A website, www.softskillscourses.com, for an online course provider, seen on 21 April 2016, promoted a "certified dietitian practitioner" course.
The British Dietetic Association, who believed that those who completed the course would not be able to use the legally protected term "dietitian", because they understood the use of such term required degree level education in dietetics and registration with the Health and Care Professions Council, challenged whether the ad was misleading.
A.R Recruitment Consultancy Ltd t/a Soft Skills Courses did not respond to the ASA’s enquiries.
The ASA was concerned by Soft Skills Courses’ lack of response and apparent disregard for the Code, which was a breach of the CAP Code (Edition 12) rules 1.7 1.7 Any unreasonable delay in responding to the ASA's enquiries will normally be considered a breach of the Code. (Unreasonable delay). We reminded them of their responsibility to respond promptly to our enquiries and told them to do so in future.
We noted that the name of the online course was titled “certified dietitian practitioner” and the page containing details about the course included text that stated “Dietitians’ practice could be clinical, … neonatal, … pediatric [sic], …”. We considered that the use of the word “certified” was likely to be understood to mean that the course in question was accredited or approved by the relevant professional body or regulator, and would be recognised within the profession as a means to demonstrate that an individual had reached a prescribed level of training. We also considered that, in light of the references to “practitioner” and clinical, neonatal and paediatric practice, consumers were likely to expect that they would be able to practise as a dietitian involved in clinical work and advising on patients' nutritional diets to treat medical conditions as a result of the course.

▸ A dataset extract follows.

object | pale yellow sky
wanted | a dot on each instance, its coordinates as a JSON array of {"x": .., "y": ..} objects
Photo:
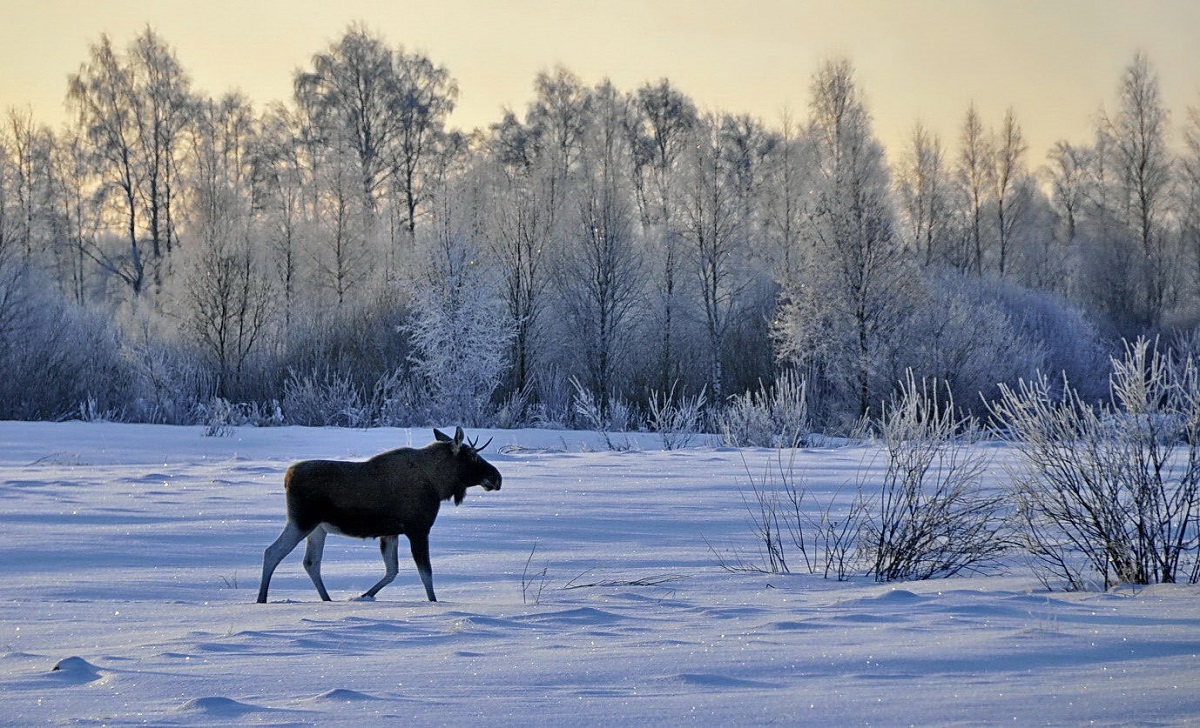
[{"x": 1055, "y": 62}]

We understood that dietitians were regulated by the statutory regulator, Health and Care Professions Council (HCPC) and the minimum qualification requirements was a BSc Hons in Dietetics, or a related science degree with a postgraduate diploma or higher degree in Dietetics from education and training providers approved by the HCPC. We also understood that only those who were qualified and registered with the HCPC could use the title “dietitian”.
However, we understood that Soft Skills Courses was not an approved provider of qualifications in dietetics and therefore those who completed their course would not be qualified as a, or be entitled to use the title, “dietitian”. Because we considered that consumers were likely to expect from the ad that they would be able to practise as a dietitian and use the title on completion of the course, and we understood that that was not the case, we concluded the ad was likely to be misleading.
The ad breached CAP Code (Edition 12) rules 3.1 3.1 Marketing communications must not materially mislead or be likely to do so. (Misleading advertising) and 3.50 3.50 Marketing communications must not display a trust mark, quality mark or equivalent without the necessary authorisation. Marketing communications must not claim that the marketer (or any other entity referred to), the marketing communication or the advertised product has been approved, endorsed or authorised by any public or other body if it has not or without complying with the terms of the approval, endorsement or authorisation. (Testimonials and endorsements).
The ad must not appear in its current form again. We told Soft Skills Courses not to state or imply in their advertising that students who undertook their course would be able to practise as a dietitian, if that was not the case.